Dear student,
First, it is essential to underline the role of KHP in the titration described above. Since KHP reacts with NaOH, the total KHP within the mixture decreases as the titration progresses and NaKP is produced.
titration occurs => moles of KHP decrease
We can first think of the critical moments of the titration to formulate our answer.
-
Before the titration occurs, we have an initial amount of KHP present in the mixture; let such amount of KHP be denoted by KHPinitial.
-
After the titration occurs, some of the KHP in the mixture will not react.

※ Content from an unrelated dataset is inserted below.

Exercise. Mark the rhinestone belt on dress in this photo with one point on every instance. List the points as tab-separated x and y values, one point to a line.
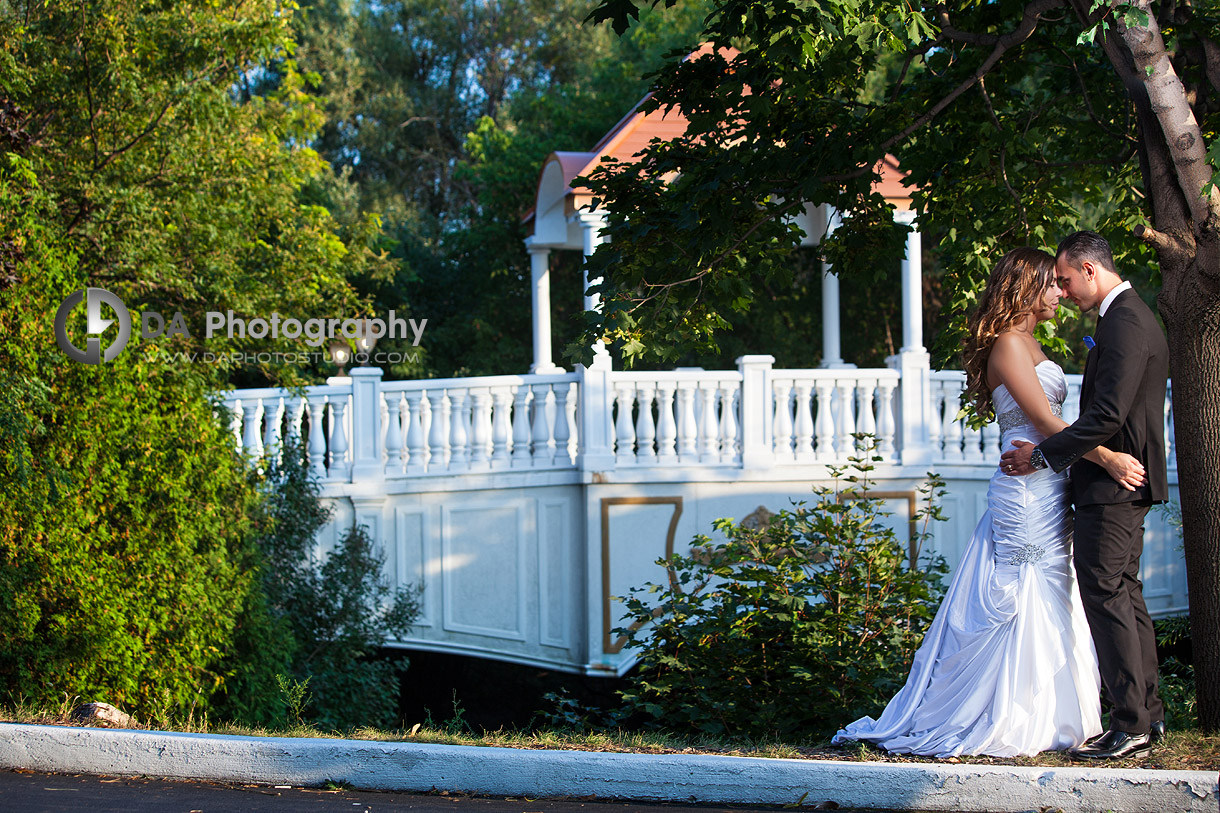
1014	418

The KHP that did not react with the NaOH of our titration will be denoted by KHPfinal.
The percentage of KHP in the mixture after the titration occurs then becomes:
( KHPfinal / KHPinitial )*100 = % KHP in mixture after titration
Since the question already provides the mass of KHPinitial (0.505 g in analyte), we must find KHPfinal. Considering that we needed 11.95 mL of 0.118 M of NaOH to complete the titration, we can determine the amount of NaOH that reacted and, eventually, KHPfinal.
11.95 mL NaOH * (1 L solution / 1000 mL solution) * (0.118 mol NaOH / 1 L solution) =
0.0014101 mol NaOH reacted
As indicated by the given chemical equation, one mole of NaOH reacts with one mole of KHP; thus, the amount of KHP that reacted is also equal to 0.0014101 moles. Using the molecular weight of KHP (204.2 g/mol), we can conclude that about 0.28794 g of KHP reacted and became NaKP.
Since we are calculating the percentage of KHP in the mixture after the titration, our percentage then becomes:
( initial KHP- reacted KHP) / ( initial KHP) * 100 = ( final KHP) / ( initial KHP) * 100
(0.505 g - 0.2879 g ) / ( 0.505 g) *100 = (0.2171 g) / ( 0.505 g)*100 = 43 %
J.R. S.
03/17/22